COCONUT RICE KRISPIES

(Adapted from The Craving Chronicles)

INGREDIENTS:

  • Cooking spray for greasing the pan
  • 3 tablespoons unsalted butter
  • 10oz (1 bag) of regular-sized marshmallows
  • 1/2 cup shredded sweetened coconut
  • 1 teaspoon coconut extract
  • 5 cups Rice Krispies cereal
  • 1 cup toasted shredded coconut
  • 3 ounces (about 1/2 cup) bittersweet chocolate chips, melted

DIRECTIONS:

1) Line a 9×13 inch pan or baking dish with foil, leaving a few inches of overhang on each side. Grease the foil very well with cooking spray.

2) In a large saucepan or pot, melt butter. Add marshmallows and heat over medium-low heat, stirring until melted. Stir in shredded coconut and coconut extract. Remove from heat. Add Rice Krispies and stir until thoroughly coated.

3) Spread Rice Krispie mixture into prepared pan. With the back of a buttered spatula or using a sheet of waxed paper, press mixture firmly into an even layer. Sprinkle with toasted coconut and press lightly to adhere to the top of the treats.

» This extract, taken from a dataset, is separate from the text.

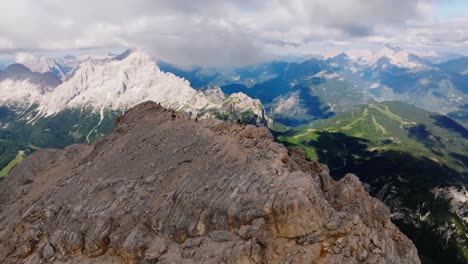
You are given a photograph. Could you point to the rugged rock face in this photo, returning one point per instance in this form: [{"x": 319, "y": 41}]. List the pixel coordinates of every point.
[{"x": 162, "y": 191}]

4) In a small, heatproof and microwave safe bowl, heat the chocolate in the microwave on high for 30 seconds. Stir, and return to microwave, heating in 15 second intervals and stirring well between each heating, until chocolate is melted. Drizzle melted chocolate over the treats in the pan.

5) Cool at room temperature until chocolate hardens. Once cool, lift treats out by the edges of the foil. Cut into squares and enjoy feeling like a kid again.